Meridian’s Emilye Yowell named 2025 Nebraska FFA Advisor of the Year
DAYKIN, Neb. - Every year two instructors across Nebraska are presented with an award that recognizes their efforts to help their local FFA chapters grow and thrive. And this year one of the winners is the leader of a fairly new FFA program at a small school in rural Southeast Nebraska: Meridian’s Emilye Yowell is one of the winners of the 2025 FFA Advisor of the Year award presented by the Nebraska Farm Bureau Foundation.
“It feels phenomenal, honestly when I got the call and they told me I won the award I was in shock...just hearing the great things that my kids had to say about me kind of left me speechless,” Yowell said this week. “I think often in my role, or in any education role, it’s easy to feel like maybe you’re not getting appreciated or not being seen, but it was just really great to know that my kids can see the effort that I put in to my FFA chapter and our student body.”
Just like her students who are learning construction techniques and how to work with all different types of welding gear, for the past three school years, Emilye Yowell has helped build the FFA program at Meridian Public School into a steady force. Meridian won many individual and team awards and commemorations at the annual FFA convention in Lincoln at the start of this month, headlined by Yowell winning statewide recognition as one of Nebraska’s FFA advisors of the year.
“It signifies the work and the effort that all FFA advisors put in throughout the entire year, and even throughout the summer. I feel like, especially as FFA advisors, we are constantly going, we are constantly taking kids to practices, contests, field trips, and it signifies all the behind-the-scenes efforts that we put in. I’m just extremely thankful that my kids thought I was deserving of this award, and honestly, I don’t really tear up very often, but just hearing what they had to say and knowing that they’re seeing those things and are thankful for those things, I’m just very very thankful.”
The award is completely student-driven, so one weekend this year Meridian’s team of FFA officers fired up the group chat and got to work on the application, highlighting the instruction they’ve received, the awards they’ve won and the opportunities they’ve experienced, all thanks to the educator they all call “Mrs. Y.”
“There’s tons of advisors throughout the state that do incredible things, but we were lucky enough this year to be able to apply for it and get our teacher some recognition, because she deserves it more than anybody I’ve ever known,” said Landon Peterson, vice president of Meridian’s FFA chapter. “She’s just the best.
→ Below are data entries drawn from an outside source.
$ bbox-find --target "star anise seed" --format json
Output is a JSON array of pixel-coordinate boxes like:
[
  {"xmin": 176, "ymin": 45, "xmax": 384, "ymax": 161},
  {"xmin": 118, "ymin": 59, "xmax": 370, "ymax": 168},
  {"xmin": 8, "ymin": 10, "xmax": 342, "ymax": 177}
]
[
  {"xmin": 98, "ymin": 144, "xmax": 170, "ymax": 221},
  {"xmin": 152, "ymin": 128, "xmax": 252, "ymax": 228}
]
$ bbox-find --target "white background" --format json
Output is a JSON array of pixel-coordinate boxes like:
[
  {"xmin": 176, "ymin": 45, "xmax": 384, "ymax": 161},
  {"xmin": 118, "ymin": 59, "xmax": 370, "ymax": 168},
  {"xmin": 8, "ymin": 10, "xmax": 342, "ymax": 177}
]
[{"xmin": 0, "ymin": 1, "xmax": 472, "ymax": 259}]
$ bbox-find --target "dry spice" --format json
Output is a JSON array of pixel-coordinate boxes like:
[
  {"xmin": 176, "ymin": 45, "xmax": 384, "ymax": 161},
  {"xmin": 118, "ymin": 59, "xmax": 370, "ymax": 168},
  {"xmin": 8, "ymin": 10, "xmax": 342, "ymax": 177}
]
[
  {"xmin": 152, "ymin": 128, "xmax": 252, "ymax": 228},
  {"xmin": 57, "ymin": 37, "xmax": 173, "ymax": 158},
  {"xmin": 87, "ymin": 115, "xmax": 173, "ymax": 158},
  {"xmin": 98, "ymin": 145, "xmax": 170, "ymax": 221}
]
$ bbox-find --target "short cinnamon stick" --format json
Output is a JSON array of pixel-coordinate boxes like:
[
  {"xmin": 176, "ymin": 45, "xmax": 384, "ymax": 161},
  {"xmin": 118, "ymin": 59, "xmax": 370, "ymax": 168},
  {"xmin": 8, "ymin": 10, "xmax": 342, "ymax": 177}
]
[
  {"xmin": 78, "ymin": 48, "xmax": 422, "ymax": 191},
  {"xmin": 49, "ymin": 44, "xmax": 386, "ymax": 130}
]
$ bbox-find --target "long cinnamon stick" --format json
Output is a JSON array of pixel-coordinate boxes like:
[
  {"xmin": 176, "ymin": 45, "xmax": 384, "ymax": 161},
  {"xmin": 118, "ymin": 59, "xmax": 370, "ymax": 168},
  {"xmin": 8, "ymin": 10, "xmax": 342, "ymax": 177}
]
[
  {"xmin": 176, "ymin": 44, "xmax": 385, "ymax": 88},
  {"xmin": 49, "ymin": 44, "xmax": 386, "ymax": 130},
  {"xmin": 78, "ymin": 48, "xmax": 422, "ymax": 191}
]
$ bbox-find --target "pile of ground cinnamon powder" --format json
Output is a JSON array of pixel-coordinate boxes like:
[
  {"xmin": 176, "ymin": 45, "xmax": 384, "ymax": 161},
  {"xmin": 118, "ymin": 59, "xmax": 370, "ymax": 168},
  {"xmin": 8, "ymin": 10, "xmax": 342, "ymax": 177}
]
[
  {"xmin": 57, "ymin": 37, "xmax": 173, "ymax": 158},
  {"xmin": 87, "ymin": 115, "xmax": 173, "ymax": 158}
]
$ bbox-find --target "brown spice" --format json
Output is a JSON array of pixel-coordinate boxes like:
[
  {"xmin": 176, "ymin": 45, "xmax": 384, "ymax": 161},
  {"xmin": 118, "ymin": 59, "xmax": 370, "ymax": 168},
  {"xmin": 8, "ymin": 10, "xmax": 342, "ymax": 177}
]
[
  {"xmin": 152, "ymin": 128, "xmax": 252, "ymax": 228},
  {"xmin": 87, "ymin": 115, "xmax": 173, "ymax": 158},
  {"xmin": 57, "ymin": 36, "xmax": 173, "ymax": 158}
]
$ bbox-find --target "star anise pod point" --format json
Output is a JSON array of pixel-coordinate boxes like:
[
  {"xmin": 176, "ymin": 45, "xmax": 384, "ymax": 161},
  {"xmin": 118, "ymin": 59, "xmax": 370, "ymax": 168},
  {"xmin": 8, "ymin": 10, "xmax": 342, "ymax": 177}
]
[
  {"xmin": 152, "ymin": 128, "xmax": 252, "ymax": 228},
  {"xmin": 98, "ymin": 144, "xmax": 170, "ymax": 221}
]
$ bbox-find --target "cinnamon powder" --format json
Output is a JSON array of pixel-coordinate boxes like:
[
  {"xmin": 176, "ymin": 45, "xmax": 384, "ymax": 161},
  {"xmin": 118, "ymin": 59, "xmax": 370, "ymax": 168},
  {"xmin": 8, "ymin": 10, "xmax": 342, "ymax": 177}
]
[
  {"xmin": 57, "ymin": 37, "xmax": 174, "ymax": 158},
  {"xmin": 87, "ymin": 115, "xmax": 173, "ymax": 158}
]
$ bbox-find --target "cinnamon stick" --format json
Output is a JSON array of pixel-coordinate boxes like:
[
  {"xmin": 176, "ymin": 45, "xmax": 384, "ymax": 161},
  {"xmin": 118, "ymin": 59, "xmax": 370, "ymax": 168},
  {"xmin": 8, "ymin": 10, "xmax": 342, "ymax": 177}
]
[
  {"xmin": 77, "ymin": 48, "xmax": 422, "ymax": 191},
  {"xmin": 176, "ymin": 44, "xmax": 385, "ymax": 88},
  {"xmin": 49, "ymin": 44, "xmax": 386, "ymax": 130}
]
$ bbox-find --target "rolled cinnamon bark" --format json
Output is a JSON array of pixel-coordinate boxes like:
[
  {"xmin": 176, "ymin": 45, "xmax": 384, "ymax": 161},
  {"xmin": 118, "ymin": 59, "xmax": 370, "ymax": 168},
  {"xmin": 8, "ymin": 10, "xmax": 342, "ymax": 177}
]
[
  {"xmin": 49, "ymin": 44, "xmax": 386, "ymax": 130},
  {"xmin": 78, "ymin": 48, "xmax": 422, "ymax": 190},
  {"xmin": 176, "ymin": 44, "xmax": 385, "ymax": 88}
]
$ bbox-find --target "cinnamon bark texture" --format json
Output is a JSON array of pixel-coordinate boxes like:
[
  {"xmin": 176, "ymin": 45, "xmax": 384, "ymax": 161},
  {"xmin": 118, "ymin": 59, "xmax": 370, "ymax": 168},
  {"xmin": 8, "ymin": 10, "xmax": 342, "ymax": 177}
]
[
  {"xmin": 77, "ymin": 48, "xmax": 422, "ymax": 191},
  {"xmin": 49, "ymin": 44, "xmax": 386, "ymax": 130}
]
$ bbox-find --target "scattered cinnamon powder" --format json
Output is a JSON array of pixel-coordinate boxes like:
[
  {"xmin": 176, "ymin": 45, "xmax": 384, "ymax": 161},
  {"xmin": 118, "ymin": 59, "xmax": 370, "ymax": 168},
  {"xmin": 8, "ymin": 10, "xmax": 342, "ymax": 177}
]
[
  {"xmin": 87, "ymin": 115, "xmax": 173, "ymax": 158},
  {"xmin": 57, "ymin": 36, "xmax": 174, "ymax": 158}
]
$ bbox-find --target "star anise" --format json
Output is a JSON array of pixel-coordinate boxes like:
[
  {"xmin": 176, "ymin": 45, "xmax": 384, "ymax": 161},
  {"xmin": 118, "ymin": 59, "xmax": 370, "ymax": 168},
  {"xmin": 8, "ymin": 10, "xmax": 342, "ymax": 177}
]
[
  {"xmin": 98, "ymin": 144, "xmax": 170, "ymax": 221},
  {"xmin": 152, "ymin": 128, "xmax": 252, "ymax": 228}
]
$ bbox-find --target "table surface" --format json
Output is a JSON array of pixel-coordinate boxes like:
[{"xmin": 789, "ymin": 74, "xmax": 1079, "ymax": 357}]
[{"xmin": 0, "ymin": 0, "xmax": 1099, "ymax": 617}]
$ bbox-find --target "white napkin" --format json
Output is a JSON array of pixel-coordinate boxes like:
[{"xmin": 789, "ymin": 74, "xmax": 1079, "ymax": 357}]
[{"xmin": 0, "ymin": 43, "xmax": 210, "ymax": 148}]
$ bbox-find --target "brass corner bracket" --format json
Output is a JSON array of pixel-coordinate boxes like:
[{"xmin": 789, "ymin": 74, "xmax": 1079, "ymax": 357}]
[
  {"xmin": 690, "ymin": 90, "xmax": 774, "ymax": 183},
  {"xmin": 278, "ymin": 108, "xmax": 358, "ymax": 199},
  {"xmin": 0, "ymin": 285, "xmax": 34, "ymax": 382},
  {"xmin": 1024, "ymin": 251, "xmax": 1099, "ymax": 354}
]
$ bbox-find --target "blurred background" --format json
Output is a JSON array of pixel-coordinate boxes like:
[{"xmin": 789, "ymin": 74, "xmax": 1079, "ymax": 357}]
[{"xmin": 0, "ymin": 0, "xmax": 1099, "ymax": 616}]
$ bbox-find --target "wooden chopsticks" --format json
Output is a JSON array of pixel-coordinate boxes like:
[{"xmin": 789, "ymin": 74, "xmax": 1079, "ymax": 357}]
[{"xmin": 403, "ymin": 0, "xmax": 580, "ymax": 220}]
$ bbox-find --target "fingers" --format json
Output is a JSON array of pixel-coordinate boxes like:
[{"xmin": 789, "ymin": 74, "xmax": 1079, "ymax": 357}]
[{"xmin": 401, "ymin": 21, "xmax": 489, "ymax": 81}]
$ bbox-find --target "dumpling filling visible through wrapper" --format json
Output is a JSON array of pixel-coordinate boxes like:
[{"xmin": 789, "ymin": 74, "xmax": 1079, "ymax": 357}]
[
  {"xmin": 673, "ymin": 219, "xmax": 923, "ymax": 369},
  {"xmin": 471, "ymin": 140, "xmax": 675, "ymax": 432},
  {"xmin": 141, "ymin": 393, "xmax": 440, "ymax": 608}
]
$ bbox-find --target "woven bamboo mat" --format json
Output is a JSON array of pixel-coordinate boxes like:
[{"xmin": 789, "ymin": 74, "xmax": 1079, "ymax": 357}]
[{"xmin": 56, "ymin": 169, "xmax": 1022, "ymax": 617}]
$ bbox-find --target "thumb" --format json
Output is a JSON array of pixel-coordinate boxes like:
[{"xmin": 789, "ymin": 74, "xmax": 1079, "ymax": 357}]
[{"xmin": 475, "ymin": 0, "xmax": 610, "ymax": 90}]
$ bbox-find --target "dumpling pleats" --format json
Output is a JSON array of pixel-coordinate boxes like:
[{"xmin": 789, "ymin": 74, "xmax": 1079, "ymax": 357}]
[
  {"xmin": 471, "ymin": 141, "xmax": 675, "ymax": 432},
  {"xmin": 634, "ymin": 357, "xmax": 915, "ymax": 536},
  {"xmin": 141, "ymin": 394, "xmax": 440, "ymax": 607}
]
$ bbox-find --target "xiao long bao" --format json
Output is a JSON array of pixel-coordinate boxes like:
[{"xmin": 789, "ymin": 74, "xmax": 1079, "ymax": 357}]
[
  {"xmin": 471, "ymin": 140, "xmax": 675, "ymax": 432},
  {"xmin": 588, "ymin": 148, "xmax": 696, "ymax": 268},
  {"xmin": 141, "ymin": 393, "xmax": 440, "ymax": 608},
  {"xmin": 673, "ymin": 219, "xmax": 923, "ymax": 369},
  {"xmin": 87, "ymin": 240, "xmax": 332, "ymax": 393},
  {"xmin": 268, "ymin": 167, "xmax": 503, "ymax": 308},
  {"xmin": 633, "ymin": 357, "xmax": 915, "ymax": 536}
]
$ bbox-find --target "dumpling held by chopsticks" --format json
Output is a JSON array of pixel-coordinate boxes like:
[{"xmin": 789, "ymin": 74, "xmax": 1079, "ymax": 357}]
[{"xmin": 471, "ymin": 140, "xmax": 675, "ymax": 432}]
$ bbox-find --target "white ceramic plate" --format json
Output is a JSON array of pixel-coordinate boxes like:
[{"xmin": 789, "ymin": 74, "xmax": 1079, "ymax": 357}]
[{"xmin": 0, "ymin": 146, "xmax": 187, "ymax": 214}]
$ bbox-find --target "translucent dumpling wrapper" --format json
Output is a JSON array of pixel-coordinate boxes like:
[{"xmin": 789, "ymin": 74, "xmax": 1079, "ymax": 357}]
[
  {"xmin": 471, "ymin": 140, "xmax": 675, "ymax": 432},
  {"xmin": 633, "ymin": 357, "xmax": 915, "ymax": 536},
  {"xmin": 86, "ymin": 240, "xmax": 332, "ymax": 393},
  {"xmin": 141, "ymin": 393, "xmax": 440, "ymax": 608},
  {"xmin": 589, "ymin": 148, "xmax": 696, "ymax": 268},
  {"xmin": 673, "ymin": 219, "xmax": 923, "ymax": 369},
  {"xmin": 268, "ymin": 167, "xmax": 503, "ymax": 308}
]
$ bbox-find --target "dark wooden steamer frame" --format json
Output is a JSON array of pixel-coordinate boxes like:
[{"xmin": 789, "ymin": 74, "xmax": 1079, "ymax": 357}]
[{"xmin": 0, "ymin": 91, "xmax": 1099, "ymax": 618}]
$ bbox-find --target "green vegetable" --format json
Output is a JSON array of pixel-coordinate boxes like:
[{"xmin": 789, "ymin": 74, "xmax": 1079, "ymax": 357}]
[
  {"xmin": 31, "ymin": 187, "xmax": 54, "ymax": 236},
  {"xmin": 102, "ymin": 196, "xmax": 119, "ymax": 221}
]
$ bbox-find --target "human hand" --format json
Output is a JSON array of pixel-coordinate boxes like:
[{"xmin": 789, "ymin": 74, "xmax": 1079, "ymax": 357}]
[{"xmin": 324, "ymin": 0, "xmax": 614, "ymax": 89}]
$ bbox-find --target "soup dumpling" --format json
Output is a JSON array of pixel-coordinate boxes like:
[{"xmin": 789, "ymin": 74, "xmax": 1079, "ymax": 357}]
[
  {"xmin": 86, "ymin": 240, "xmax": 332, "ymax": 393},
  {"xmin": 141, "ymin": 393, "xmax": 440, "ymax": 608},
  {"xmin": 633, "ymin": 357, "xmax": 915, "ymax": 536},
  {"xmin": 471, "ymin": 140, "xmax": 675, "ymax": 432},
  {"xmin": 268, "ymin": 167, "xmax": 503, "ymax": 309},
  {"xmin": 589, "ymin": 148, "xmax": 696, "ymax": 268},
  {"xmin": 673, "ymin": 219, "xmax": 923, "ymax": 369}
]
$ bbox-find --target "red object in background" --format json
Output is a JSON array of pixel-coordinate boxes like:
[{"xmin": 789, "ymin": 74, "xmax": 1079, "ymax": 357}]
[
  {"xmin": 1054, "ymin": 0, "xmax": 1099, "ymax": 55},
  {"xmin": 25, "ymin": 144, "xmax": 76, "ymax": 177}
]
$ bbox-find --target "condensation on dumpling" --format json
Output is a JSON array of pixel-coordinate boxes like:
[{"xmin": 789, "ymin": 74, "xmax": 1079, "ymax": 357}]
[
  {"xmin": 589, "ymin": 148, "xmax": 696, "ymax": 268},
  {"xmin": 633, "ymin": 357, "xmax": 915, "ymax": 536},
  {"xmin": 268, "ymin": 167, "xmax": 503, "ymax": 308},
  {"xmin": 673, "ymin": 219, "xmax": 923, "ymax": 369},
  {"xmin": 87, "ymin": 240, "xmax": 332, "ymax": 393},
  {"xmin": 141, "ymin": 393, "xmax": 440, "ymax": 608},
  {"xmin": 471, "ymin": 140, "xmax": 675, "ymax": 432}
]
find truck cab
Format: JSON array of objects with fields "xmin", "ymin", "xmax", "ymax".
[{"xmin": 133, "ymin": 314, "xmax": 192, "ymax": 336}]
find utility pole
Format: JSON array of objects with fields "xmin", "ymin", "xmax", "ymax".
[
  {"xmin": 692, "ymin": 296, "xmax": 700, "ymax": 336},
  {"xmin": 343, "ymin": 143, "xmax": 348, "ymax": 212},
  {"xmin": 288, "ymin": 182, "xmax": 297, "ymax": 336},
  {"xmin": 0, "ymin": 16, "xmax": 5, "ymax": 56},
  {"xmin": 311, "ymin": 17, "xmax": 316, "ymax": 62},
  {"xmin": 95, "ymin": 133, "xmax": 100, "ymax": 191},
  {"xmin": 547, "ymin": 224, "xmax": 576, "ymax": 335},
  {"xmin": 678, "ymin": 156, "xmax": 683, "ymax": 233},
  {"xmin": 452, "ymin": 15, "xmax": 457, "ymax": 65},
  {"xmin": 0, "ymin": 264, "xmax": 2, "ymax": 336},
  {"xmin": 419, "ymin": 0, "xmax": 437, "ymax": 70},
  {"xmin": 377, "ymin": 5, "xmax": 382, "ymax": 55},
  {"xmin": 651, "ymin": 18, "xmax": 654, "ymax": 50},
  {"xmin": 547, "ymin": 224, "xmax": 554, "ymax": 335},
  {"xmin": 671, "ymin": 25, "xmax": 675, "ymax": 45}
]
You can ask anybody throughout the entire school, whether they’re in FFA, whether they’re in ag classes or not, everybody will say that Mrs. Y is just the best.”
According to the NFBF, winning teachers were chosen based upon their school and community involvement, leadership development in the classroom, and their ability to keep their students involved in agriculture. Yowell was in the middle of class when she got a call informing her she had won, and was then formally presented with the plaque that now resides in her classroom in Daykin – along with a $1,000 donation to her school’s FFA chapter – at the Nebraska State FFA Convention in Lincoln at the beginning of April.
FFA first arrived at Meridian in 2018, but for a small school that’s built around a cornfield in the small rural Southeast Nebraska town of Daykin, the values this organization instills are literally built into the school’s foundation. There’s more than 70 students involved in the program across all levels, and that buy-in has helped Yowell, who teaches every subject in the FFA elective course catalog, prove to the school that FFA provides meaningful lessons to students in the present while preparing them for possible career paths in the future.
“I think a school like Meridian winning this award really signifies the amount of work that we do here, and the opportunities that we provide," Yowell said. “We try to make sure we have events and activities that would pique interest in all kids, not just specific groups. We go on welding tours, and we have contests in animal science and things like that, so we have a lot of, I think, opportunities for kids, beyond just agriculture in general. I think a lot of kids will come into my class and be like, ‘I have to grow up on a farm to fit in here,’ or I have to be directly tied to agriculture in order to fit in in the classroom or in FFA, and that’s definitely not the case.”
And that sense of community has helped her students enjoy an impressive amount of statewide success as they add another tool to their skillset as they prepare to move on from Meridian, either into the wider world of agriculture or otherwise.
“It takes us students to do it too, but without her guidance, her education, her encouraging us to do these things...none of those plaques would be there without Mrs. Y,” Peterson said. “I think the biggest thing is the opportunities she gives us. She is the one who teaches us about agriculture. She’s the one who gives us the opportunities for leadership development and career development events, where we’ll further our knowledge in agriculture and leadership, and all sorts of really incredible things.”
The other winner of the Nebraska Farm Bureau Foundation’s 2025 FFA Advisor of the Year award is Ben Robison of Alma.